Private care may not improve quality
By Cathy Wallace Wednesday, 21 November 2007
A senior early years academic has cast major doubts over whether the private sector is making a difference to quality of childcare.
Children at a nursery
Private providers, many of them big chains, deliver most childcare in England. But Helen Penn, co-director of the University of East London's International Centre for a Mixed Economy of Childcare, said international research did not show any quality benefit of using the private sector to provide childcare.
Citing recent research into mixed market childcare carried out in the United States, Australia and Canada, she said: "Quality was lowest in for-profit corporate chain creches. The point is, for all the government's insistence on evidence-based policy, childcare is an area where there is very little evidence to back up government policy."
But Penn said the unique approach to regulating childcare in England, through Ofsted, could make a difference to quality of private provision. "We don't know if for-profit care makes a difference to quality," she said. "It may be that the regulatory system makes a difference.
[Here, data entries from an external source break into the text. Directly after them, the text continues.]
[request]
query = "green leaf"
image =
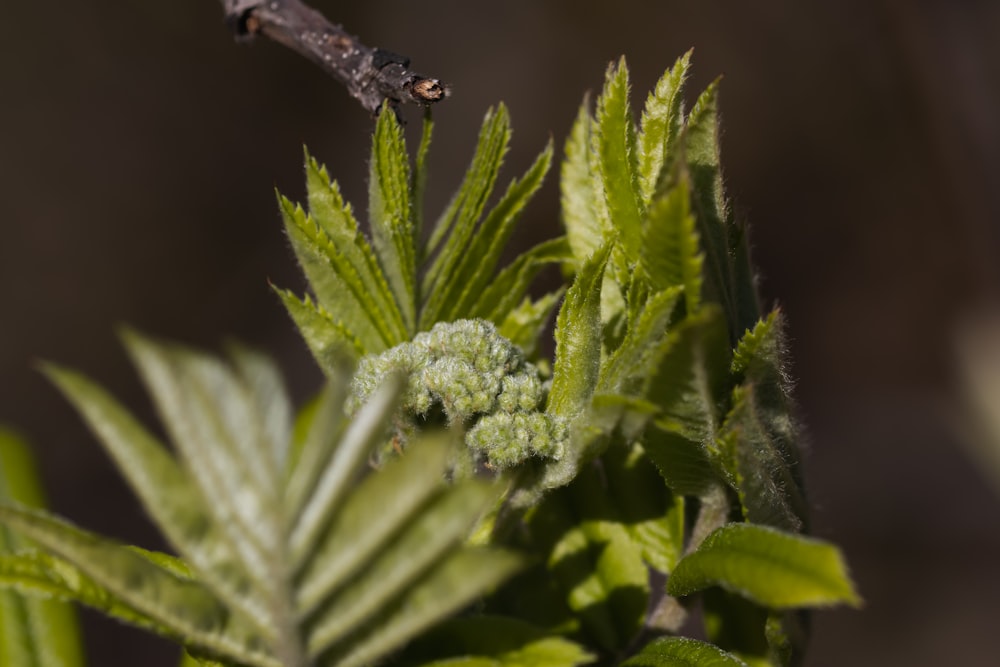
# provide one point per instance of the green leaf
(662, 121)
(682, 652)
(761, 432)
(722, 239)
(454, 583)
(166, 492)
(774, 569)
(183, 608)
(584, 209)
(432, 535)
(736, 625)
(339, 288)
(458, 222)
(478, 264)
(670, 253)
(390, 210)
(214, 424)
(684, 464)
(524, 325)
(691, 376)
(340, 467)
(578, 341)
(494, 641)
(327, 339)
(507, 290)
(758, 445)
(349, 248)
(619, 158)
(651, 514)
(419, 185)
(629, 366)
(595, 560)
(374, 514)
(33, 632)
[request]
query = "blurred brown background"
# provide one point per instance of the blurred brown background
(139, 147)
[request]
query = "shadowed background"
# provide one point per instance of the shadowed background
(139, 149)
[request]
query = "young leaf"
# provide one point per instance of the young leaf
(524, 325)
(682, 652)
(454, 583)
(632, 361)
(619, 158)
(662, 121)
(494, 641)
(477, 265)
(390, 210)
(510, 285)
(774, 569)
(459, 220)
(336, 282)
(584, 210)
(717, 230)
(419, 185)
(213, 422)
(670, 254)
(33, 632)
(348, 247)
(592, 557)
(181, 606)
(375, 513)
(162, 486)
(684, 464)
(691, 376)
(652, 515)
(578, 340)
(755, 443)
(434, 533)
(327, 339)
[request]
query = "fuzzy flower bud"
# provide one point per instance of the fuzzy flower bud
(479, 379)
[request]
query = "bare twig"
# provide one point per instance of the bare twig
(372, 76)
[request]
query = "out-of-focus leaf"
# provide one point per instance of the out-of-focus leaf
(390, 209)
(774, 569)
(33, 632)
(328, 340)
(452, 584)
(662, 121)
(176, 606)
(682, 652)
(494, 641)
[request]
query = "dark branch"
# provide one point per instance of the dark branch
(372, 76)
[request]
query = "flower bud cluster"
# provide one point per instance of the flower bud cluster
(480, 380)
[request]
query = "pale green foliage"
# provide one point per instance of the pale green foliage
(660, 436)
(368, 297)
(772, 568)
(34, 632)
(288, 560)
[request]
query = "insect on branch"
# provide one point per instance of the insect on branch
(372, 76)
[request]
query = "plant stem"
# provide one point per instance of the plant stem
(371, 75)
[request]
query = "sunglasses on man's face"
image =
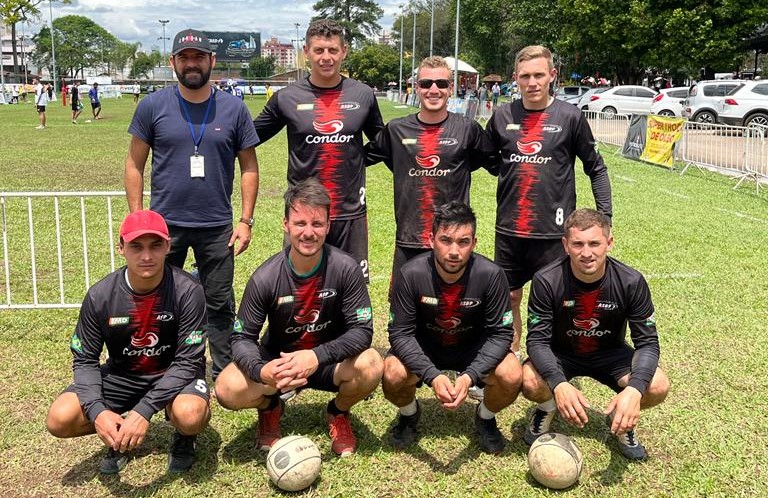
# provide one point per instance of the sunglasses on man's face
(426, 84)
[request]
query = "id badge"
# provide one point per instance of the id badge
(197, 166)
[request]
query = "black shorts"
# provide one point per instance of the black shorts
(122, 393)
(351, 236)
(322, 379)
(402, 256)
(606, 367)
(520, 258)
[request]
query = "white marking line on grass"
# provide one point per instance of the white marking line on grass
(625, 178)
(660, 276)
(742, 215)
(674, 194)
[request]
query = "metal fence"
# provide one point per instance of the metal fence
(53, 241)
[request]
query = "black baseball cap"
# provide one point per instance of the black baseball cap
(191, 38)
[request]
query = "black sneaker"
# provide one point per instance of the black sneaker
(182, 453)
(403, 434)
(540, 422)
(491, 440)
(631, 447)
(113, 463)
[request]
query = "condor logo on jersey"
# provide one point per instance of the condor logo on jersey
(428, 161)
(329, 127)
(310, 316)
(529, 148)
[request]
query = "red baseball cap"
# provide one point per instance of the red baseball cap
(141, 223)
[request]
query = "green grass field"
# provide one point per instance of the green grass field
(700, 245)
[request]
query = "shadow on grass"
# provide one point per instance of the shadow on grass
(305, 418)
(596, 429)
(157, 441)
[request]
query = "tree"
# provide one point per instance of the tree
(262, 66)
(374, 64)
(80, 43)
(15, 11)
(359, 18)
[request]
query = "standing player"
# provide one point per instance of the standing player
(320, 327)
(450, 311)
(41, 101)
(326, 115)
(93, 95)
(539, 139)
(195, 133)
(77, 106)
(150, 316)
(431, 155)
(578, 313)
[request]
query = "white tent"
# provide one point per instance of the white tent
(463, 66)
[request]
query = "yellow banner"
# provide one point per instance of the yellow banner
(662, 134)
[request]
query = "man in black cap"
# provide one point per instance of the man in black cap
(195, 132)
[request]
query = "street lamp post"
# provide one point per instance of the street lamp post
(456, 53)
(53, 47)
(402, 35)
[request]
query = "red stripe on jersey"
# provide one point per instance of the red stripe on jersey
(327, 110)
(307, 307)
(587, 320)
(429, 147)
(529, 173)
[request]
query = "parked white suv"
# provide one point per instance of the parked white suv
(623, 99)
(746, 105)
(704, 99)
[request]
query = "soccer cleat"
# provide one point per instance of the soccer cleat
(113, 463)
(476, 393)
(403, 434)
(631, 447)
(540, 422)
(269, 426)
(182, 454)
(343, 441)
(490, 438)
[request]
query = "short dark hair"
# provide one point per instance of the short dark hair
(309, 192)
(585, 218)
(325, 28)
(454, 213)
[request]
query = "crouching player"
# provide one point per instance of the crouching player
(578, 313)
(320, 327)
(451, 311)
(150, 316)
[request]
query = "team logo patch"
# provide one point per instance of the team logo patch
(76, 344)
(529, 148)
(194, 337)
(429, 300)
(284, 300)
(328, 127)
(428, 161)
(364, 314)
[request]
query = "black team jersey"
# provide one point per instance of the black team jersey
(152, 339)
(569, 317)
(325, 137)
(431, 165)
(537, 185)
(328, 311)
(433, 322)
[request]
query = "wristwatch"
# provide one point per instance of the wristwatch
(247, 221)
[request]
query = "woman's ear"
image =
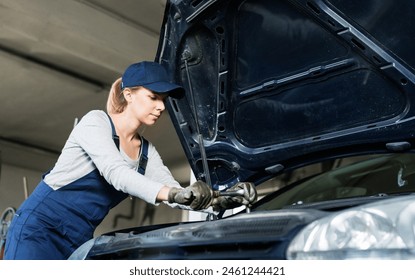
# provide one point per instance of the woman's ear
(127, 95)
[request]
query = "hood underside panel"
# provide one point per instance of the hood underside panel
(270, 81)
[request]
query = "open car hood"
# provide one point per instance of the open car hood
(272, 83)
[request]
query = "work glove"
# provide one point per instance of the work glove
(224, 202)
(198, 196)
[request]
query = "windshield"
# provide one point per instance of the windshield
(365, 176)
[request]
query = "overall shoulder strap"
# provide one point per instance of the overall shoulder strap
(142, 164)
(114, 134)
(144, 156)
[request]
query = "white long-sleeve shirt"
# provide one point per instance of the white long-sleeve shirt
(90, 146)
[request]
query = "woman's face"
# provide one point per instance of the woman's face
(146, 105)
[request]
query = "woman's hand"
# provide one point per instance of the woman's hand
(198, 196)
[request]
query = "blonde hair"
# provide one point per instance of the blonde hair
(116, 102)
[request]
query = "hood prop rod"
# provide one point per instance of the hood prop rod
(199, 135)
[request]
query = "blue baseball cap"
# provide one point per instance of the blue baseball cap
(151, 75)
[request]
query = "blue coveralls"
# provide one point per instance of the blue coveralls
(51, 224)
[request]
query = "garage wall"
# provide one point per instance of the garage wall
(129, 213)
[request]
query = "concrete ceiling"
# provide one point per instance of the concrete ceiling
(58, 59)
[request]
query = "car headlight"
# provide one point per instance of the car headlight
(381, 230)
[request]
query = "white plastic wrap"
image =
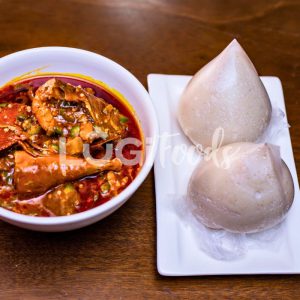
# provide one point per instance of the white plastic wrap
(223, 245)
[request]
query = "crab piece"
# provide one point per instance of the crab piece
(10, 133)
(36, 175)
(106, 120)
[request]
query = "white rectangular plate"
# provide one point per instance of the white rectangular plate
(177, 251)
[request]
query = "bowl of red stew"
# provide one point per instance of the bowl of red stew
(78, 136)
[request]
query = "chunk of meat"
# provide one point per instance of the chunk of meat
(107, 118)
(9, 132)
(36, 175)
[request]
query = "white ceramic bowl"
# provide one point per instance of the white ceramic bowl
(70, 60)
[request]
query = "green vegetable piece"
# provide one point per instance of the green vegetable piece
(75, 131)
(55, 147)
(21, 118)
(69, 187)
(123, 119)
(105, 187)
(58, 130)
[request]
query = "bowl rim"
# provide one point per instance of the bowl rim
(117, 201)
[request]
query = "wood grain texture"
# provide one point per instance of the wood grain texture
(116, 258)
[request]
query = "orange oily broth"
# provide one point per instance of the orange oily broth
(90, 189)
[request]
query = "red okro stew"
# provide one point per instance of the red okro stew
(41, 115)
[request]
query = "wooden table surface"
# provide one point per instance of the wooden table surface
(116, 258)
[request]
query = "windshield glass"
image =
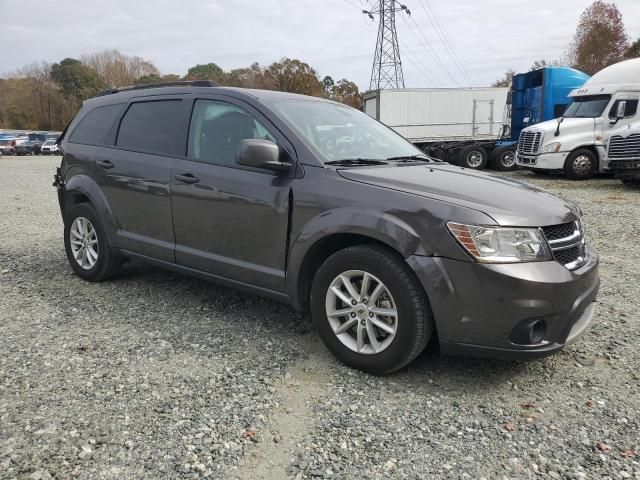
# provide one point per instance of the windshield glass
(335, 132)
(589, 106)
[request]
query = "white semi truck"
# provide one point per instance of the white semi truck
(599, 131)
(460, 125)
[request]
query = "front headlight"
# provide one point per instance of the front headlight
(551, 148)
(501, 244)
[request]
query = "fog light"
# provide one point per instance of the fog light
(536, 331)
(529, 332)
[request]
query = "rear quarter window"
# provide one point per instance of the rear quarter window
(95, 126)
(152, 126)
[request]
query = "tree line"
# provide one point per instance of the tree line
(600, 40)
(44, 96)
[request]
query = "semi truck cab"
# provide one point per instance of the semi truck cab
(597, 131)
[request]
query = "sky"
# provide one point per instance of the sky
(477, 40)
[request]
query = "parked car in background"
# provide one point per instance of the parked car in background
(7, 147)
(29, 147)
(317, 204)
(50, 147)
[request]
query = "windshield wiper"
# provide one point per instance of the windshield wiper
(410, 158)
(348, 162)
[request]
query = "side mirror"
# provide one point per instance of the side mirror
(622, 106)
(257, 153)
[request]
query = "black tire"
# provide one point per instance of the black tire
(505, 158)
(107, 263)
(580, 164)
(473, 157)
(414, 320)
(631, 182)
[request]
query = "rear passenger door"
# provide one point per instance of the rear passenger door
(135, 175)
(230, 220)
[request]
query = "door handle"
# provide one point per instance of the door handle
(187, 178)
(106, 164)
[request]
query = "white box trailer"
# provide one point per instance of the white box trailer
(455, 124)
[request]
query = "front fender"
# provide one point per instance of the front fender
(382, 227)
(84, 185)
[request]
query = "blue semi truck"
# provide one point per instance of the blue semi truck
(475, 127)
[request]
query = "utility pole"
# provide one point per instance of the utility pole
(387, 67)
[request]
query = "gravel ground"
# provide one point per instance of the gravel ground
(156, 375)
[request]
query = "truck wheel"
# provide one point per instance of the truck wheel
(580, 165)
(370, 310)
(473, 157)
(87, 245)
(505, 158)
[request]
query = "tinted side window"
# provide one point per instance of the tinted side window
(152, 126)
(95, 125)
(217, 128)
(629, 110)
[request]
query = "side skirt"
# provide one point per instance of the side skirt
(227, 282)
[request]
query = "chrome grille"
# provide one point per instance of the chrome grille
(558, 232)
(567, 244)
(529, 142)
(625, 147)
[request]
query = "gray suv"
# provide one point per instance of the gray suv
(318, 205)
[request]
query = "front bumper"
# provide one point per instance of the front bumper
(478, 307)
(542, 161)
(626, 169)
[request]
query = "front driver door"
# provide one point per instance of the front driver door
(229, 220)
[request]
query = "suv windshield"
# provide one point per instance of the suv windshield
(335, 132)
(589, 106)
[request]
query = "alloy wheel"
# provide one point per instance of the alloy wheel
(361, 312)
(84, 242)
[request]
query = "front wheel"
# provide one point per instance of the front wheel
(631, 182)
(474, 157)
(505, 158)
(580, 165)
(370, 310)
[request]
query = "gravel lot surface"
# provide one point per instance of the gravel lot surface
(156, 375)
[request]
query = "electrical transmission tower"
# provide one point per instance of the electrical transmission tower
(387, 67)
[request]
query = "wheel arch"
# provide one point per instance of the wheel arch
(82, 188)
(319, 241)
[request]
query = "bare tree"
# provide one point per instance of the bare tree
(117, 69)
(600, 39)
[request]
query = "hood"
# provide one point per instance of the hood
(508, 202)
(568, 125)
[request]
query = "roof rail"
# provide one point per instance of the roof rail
(179, 83)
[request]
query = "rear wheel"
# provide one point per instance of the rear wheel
(631, 182)
(505, 158)
(87, 245)
(580, 165)
(474, 157)
(370, 310)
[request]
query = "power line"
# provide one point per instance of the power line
(386, 71)
(442, 34)
(420, 65)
This government has adopted a ferociously pro-market approach but in many European countries there is no commercial sector to speak of."
Penn cited France and Belgium, saying childcare is almost universally taken up across all social classes and districts. "Imagine a service used and trusted by everyone, and free at the point of use," she said. "Then think of England. We have come a long way under this government but we should ask questions about whether we are going in the right direction."
Treasury minister Jane Kennedy said the government aimed to provide a range of options for parents: "What we are trying to do is to enable a multiple range of provision to be available so people can make the choice rather than being directed to a particular point of childcare."
But Penn said politicians should be debating whether a universal system of childcare is affordable and possible. "We should look again much more critically about the role of universal services in achieving social equality," she said. "This isn't an attack on the for-profit sector. It may be the for-profit sector has a definite input here. My point is, we do not know."